Part 1: Accelerometer sensor data

• Violent Behavior: The elephants have abrupt head shaking, often signaling of serious charge for it's defence. Below is the uploaded data on Edge Impulse.
• Sleeping behavior: When an Elephant is sleeping, there is no or very little change in the the deflection of any axis but it can be a standing sleep too.
• Sign of musth: Draping trunks over their tusks and shaking head most of the times, is a sure sign of musth https://africageographic.com/stories/elephant-body-language-101-a-guide-for-beginners/
• Random trunkmovements: This dataset is a noise reduction dataset, since elephants use the trunk for almost all works, so the basic activities and trunk movements would be ignored and only above highlighted movements would be detected.

Creating Impulse and generating features: We have used Time Series Data block which Operates on time series sensor data like vibration or audio data. Let's us slice up data into windows. In the processing blocks, we have selected Spectral Analysis: with input axes- X, Y and Z axis, Good for analyzing repetitive motion, such as data from accelerometers. Also it extracts the frequency and power characteristics of a signal over time. In the learning block, we have selected Neural Network Keras: Learns patterns from data, and can apply these to new data. Great for categorizing movement or recognizing audio. In DSP block we have plots for frequency domains done using FFT.

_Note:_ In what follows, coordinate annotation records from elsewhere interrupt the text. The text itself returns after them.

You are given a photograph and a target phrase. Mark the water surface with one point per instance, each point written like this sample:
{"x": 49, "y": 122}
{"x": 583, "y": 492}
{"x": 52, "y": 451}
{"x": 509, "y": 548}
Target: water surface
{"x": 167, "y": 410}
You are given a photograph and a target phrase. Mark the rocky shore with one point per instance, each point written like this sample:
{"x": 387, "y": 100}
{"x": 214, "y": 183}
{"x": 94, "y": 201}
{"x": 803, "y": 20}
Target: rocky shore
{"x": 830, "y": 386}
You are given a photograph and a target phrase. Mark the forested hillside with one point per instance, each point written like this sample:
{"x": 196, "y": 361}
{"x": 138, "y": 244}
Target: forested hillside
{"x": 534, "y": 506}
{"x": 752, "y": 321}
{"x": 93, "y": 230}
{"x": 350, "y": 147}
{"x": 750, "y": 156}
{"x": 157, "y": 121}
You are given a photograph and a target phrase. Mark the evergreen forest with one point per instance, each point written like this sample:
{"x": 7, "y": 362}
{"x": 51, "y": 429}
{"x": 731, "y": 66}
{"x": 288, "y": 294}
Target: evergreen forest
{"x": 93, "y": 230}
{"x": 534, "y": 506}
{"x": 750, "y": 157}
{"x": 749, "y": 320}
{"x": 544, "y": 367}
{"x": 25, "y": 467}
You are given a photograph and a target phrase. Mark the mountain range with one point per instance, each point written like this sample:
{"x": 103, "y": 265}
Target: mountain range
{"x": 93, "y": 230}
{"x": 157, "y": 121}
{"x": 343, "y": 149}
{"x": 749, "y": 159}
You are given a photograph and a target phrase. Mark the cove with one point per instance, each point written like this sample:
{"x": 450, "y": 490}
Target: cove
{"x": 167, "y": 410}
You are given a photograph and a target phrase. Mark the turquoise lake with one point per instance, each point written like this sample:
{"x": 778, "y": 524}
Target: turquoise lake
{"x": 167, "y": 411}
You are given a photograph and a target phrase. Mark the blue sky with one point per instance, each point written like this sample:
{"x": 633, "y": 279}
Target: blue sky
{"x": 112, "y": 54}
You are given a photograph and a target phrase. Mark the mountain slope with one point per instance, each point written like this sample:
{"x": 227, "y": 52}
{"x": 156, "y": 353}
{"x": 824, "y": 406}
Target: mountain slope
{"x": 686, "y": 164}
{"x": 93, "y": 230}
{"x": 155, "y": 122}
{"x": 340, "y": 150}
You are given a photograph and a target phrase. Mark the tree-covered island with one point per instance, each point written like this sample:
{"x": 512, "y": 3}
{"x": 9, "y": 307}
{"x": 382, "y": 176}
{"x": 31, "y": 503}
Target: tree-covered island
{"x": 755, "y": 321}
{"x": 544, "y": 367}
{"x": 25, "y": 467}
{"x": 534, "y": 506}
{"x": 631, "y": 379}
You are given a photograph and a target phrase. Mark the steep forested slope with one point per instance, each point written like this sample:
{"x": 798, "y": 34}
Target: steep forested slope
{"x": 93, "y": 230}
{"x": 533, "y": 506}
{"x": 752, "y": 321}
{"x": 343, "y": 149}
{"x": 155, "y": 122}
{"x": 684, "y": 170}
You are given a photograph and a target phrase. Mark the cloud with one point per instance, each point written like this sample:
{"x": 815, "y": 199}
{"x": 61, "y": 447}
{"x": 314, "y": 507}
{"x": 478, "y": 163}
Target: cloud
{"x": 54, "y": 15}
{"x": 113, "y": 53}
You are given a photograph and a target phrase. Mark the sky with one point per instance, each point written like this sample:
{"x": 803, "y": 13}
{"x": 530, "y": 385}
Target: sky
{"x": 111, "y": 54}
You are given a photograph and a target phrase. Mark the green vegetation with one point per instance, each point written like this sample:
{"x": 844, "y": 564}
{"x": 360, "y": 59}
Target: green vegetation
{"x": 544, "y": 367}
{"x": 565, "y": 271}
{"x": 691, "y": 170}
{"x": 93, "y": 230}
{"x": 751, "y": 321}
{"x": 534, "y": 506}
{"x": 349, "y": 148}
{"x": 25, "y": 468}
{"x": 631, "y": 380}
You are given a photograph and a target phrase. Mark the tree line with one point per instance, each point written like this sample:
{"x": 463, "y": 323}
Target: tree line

Training the model: The following hyper-parameters shown in below images were used, after training my model accuracy was 93.06% but that is not be counted for now because all data were simulated and synthetic. After training just deploy the model to native C/C++ codes to run on MCU.

Part 2: Audio and Vibration dataset

This audio dataset is provided by https://www.elephantvoices.org/ The audio dataset contains loud elephant calls, mainly for elephant musth behaviors sound calls for males and females elephants. We have collected our own dataset too https://github.com/vilaksh01/Gajraj-AI but could not use it due to lack of time, anyone willing to use the dataset may use.

Note: We could not fully simulate the vibration sensing since we didn't had actual sensors but it would be similar to what we have done for IMU accelerometer model, the only difference would be that we would have another noise dataset that would help model ignore the high frequency and rapid vibrations and only consider infrasonic ones so we won't have problem of getting incorrect readings due to elephants trunk movements.

Also our direct conclusion which came as of our research was that trunk is the most precise area which can reveal activities and actions of elephant that any other part of elephant's body.

Part 2. Building smart network capability Collar

This is very important feature in our project, the trunk sensing BLE node would send all it's data to collar to be sent to dashboard, BLE broadcasting would help to check for any failures or battery drains for our trunk BLE sensing node. The collar is powered by Particle Boron 2G/3G cellular IoT, I went to use Particle boards because of their code simplicity and also I saw LTE becoming a new norm for IoT devices in 5G era.

For Geofencing, we have hardcoded the geolocations, if collar is found to be out of the set geofence and found to be near human population, an alert to park rangers and a bee audio clip would be played to prevent elephant from raiding and let it return back to forest. To be continued....we will update our further works as we could not get enough time to complete all the things

Some critical information:

• 1.56 Lakh Hectare is affected by wildlife menace which annually causes loss of Rs.229 crores to the farmers.
• A study conducted in HP by an NGO found that the wild animal causes loss of Rs.400 crore to Rs.500 crore every year. (GyanVigyanSamiti)
• The extent of loss is up-to 89% of crops in some cases.
• As per Kerala forest department figures 38, 994 Farmers have lost their crops in wild animal attack between 2010-2018.
• 996 Farmers died in Kerala due to wild animal attacks between 2010-2018.
• 60% of Elephants die due to Electrocution by electric fencing.
• Highest crop damage (30%) was recorded from the forest Ranges coming under the Northern Circle: pineapple (47%), sweet potato (47%). tapioca(42%). alocassia (39%). beans (25%) and plantains (23%) recorded highest percentage of damage.